Washington ve Şam ilk kez ABD'nin Suriye topraklarındaki askeri varlığını düzenleyen resmi bir anlaşma imzalamaya hazırlanırken analistler, ABD askerlerinin et-Tanf Askeri Üssü’nde kalmasının iki temel nedeni olduğunu düşünüyor. Bunlardan birincisi terör örgütü DEAŞ’la mücadele misyonunu sürdürmek, ikincisi ise İran yanlısı milislerin hareketlerini izlemek ve Tahran'ın kendisine bağlı ya da İsrail'i tehdit edebilecek gruplara kaçak yollarla silah sağlamak için kullanabileceği kara ikmal hattını kesmek. Yeni Suriye hükümetine yasal meşruiyet kazandıracak olan bu anlaşma -eğer gerçekten tamamlanırsa- sadece askeri bir düzenlemenin ötesinde ABD'nin Suriye'deki varlığının felsefesinde askeri caydırıcılıktan güvenlik, siyasi ve ekonomik ortaklığa doğru radikal bir dönüşüm olacak.

Analistler Washington'ın Suriye'deki güçlerini azaltma kararının üç ana faktöre bağlı olduğunu düşünüyor. Analistlere göre bunların başında ABD askerlerinin ana misyonlarının başarısı geliyor. Cumhuriyetçi Kongre üyesi Marlin Stutzman'a göre DEAŞ’la mücadele misyonu sonuca ulaştığı için artık Suriye’de aynı düzeyde asker bulundurmak gerekmiyor. İkinci faktörse Trump yönetiminin askeri maliyetleri azaltmayı ve kaynakları yeniden dağıtmayı amaçlayan politikası nedeniyle ABD Savunma Bakanlığı’nın (Pentagon) önceliklerindeki stratejik değişim. Üçüncü ve son faktör, Beşşar Esed rejiminin düşmesi ve Batı ile uzlaşan, ABD'ye açık olan ve İran ile müttefik olmayan yeni bir hükümetin kurulması. Böyle bir hükümetle doğrudan diyalog kurulabilir ve terörle mücadele de dahil olmak üzere birçok dosyada iş birliği yapılabilir. Böylece Suriye ve ABD arasındaki ilişki kalıcı bir ortaklığa dönüşebilir. Bu da ABD'nin Suriye'de enerji sektörü gibi hayati sektörlere doğrudan yatırım yapmasının önünü açabilir. Ancak ABD'nin Suriye'den çekilmesi ve Şam ile Washington arasındaki yakınlaşmanın sahadaki en büyük etkisi doğrudan Suriye’nin kuzeydoğusu dosyasına yansıyor.
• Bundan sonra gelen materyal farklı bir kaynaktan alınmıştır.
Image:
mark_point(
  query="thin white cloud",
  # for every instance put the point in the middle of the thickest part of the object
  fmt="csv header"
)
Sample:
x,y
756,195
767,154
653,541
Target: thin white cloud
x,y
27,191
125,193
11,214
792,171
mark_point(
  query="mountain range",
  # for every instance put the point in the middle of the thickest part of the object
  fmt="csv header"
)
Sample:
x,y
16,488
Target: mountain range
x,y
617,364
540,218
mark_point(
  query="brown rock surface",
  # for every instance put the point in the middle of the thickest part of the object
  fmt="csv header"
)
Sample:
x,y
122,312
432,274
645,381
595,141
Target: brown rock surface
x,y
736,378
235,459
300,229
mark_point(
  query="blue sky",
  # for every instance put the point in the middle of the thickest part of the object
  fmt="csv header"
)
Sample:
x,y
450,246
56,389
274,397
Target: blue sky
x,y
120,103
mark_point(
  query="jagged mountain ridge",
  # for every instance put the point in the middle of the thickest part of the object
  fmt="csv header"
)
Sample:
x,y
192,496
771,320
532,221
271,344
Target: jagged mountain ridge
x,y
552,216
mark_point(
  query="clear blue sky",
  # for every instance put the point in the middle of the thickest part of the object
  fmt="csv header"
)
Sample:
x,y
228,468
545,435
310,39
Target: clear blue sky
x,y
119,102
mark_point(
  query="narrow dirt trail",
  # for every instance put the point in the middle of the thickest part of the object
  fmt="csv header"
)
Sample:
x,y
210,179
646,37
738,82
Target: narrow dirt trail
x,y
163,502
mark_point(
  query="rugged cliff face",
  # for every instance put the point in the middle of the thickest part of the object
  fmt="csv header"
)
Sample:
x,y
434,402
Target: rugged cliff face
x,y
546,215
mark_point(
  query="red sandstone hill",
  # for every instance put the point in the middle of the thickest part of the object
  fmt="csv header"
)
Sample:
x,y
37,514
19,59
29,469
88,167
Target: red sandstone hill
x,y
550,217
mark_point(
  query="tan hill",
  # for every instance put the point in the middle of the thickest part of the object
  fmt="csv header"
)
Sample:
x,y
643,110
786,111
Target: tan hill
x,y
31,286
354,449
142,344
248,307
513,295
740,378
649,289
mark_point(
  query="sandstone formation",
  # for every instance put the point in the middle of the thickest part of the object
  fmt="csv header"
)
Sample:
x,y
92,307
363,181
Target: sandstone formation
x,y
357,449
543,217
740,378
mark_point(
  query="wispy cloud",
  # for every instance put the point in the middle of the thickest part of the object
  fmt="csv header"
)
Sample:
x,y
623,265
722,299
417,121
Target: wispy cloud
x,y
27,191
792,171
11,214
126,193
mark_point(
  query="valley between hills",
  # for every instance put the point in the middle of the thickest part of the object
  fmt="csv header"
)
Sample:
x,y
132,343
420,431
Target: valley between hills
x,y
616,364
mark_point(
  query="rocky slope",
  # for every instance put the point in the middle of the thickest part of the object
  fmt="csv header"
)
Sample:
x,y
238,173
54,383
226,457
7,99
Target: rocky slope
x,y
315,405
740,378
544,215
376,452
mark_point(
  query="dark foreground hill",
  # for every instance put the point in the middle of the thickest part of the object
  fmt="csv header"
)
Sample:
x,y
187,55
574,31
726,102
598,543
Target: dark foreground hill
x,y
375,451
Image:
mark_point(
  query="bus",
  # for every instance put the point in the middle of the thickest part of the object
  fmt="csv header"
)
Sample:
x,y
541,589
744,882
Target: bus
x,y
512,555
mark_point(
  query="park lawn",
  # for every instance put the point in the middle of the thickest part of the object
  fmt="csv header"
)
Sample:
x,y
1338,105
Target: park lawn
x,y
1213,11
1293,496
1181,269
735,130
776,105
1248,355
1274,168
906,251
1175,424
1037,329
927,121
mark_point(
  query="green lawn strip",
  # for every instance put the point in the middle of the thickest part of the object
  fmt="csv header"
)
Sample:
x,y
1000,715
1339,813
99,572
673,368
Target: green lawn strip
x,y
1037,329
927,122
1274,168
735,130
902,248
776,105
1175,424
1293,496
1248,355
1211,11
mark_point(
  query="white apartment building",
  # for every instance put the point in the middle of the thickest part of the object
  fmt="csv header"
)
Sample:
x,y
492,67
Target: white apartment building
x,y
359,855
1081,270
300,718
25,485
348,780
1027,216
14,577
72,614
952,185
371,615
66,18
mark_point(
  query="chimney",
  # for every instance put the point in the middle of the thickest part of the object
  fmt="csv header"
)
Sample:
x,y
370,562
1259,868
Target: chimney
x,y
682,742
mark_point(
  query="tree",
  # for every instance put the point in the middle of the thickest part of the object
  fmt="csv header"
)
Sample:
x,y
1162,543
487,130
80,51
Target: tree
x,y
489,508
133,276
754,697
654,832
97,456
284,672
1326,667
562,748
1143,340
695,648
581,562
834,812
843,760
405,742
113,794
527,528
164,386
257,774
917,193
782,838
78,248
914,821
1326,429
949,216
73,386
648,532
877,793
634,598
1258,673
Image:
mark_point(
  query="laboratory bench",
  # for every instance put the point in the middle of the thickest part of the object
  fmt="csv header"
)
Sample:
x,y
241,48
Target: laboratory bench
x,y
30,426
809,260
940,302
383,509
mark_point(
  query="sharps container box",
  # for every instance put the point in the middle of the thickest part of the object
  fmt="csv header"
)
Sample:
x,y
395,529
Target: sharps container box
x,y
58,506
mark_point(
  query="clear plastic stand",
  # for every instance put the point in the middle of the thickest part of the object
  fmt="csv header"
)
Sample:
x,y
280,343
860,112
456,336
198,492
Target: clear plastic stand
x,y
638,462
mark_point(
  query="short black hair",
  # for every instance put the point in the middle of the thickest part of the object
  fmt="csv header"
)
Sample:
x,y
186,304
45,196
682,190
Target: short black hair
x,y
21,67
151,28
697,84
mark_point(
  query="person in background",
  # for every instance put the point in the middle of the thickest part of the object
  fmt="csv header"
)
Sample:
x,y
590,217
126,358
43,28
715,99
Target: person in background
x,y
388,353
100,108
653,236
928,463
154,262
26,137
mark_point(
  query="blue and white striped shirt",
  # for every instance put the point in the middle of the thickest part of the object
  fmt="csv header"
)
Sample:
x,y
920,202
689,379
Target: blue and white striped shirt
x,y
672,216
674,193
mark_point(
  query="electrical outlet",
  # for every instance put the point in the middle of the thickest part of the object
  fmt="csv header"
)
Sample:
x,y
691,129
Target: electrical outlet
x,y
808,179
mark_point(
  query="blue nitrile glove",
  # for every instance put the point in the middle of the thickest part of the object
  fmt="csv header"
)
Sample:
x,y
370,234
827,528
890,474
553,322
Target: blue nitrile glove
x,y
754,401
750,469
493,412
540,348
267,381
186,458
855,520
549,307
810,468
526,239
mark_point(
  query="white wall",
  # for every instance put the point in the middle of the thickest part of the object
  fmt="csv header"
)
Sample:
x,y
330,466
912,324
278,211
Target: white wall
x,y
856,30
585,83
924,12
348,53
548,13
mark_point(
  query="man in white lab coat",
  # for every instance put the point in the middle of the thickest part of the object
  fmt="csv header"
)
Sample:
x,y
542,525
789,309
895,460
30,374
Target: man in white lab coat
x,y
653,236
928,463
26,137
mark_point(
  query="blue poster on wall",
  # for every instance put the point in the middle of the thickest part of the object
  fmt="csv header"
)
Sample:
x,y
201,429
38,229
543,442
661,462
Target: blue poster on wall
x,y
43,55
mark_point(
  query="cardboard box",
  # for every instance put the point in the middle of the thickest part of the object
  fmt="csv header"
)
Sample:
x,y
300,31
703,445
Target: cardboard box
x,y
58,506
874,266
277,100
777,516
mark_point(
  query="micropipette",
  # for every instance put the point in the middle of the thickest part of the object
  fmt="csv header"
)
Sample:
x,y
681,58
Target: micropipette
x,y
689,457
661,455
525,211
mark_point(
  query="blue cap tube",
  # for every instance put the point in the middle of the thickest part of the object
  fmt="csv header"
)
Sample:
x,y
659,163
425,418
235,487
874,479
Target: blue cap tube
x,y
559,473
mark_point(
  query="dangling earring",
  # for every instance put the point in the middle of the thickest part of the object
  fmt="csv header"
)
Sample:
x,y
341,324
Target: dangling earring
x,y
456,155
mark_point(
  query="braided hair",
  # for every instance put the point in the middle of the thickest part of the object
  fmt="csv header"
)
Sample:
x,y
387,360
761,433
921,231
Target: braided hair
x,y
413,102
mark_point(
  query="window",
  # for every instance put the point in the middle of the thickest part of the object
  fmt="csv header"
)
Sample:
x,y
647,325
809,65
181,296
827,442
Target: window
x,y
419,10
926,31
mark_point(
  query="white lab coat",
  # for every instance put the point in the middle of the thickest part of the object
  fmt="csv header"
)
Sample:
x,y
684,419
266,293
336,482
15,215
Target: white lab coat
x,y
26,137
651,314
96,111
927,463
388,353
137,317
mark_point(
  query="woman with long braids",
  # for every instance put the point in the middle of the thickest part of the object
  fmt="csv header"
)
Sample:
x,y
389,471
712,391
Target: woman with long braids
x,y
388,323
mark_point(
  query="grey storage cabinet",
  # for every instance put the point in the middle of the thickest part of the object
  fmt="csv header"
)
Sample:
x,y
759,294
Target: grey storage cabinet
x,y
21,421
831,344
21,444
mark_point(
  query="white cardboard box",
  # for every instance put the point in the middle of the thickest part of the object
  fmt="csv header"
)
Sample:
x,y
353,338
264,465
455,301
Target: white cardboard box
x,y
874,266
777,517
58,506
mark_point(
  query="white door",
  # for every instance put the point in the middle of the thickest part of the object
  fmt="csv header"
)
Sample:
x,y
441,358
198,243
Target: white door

Bu hızlı gelişmeler, SDG ile olan ilişkiyi yeniden tanımlayacak ve ABD'nin Ankara Büyükelçisi ve Suriye Özel Temsilcisi Tom Barrack’ın daha önce yaptığı açıklamalarda belirttiği gibi SDG ayrı bir güç olmaktan çıkıp Suriye'nin ulusal askeri yapısına dahil olacak.

Suriye on yıllardır uluslararası nüfuz mücadelelerinin yaşandığı bir arena ve ABD-Suriye husumetini yansıtan bir ayna oldu. Mevcut durum, iki tarafın ilişkilerinin tarihinde yeni bir aşama olurken daha önce eşi ya da benzeri görülmemiş dönüşümlerle dolu gibi görünüyor. Washington ve Şam arasında imzalanacak anlaşma sadece ABD'nin askeri konuşlanma haritasını yeniden çizmekle kalmıyor, aynı zamanda iki tarafın birbirini algılayışında, karşıt taraflardaki iki düşmandan istikrar, terörle mücadele ve yeniden yapılanmada potansiyel ortaklara doğru derin bir değişim yaşadıklarını da yansıtıyor. Her ne kadar ABD'nin Suriye'nin kuzeydoğusundan çekilmesi bir dönemin sona erdiğine işaret etse de et-Tanf Askeri Üssü’nün varlığını sürdürmesi, ABD'nin yeni araçlar ve farklı hedeflerle varlığını sürdüreceğinin sinyalini veriyor.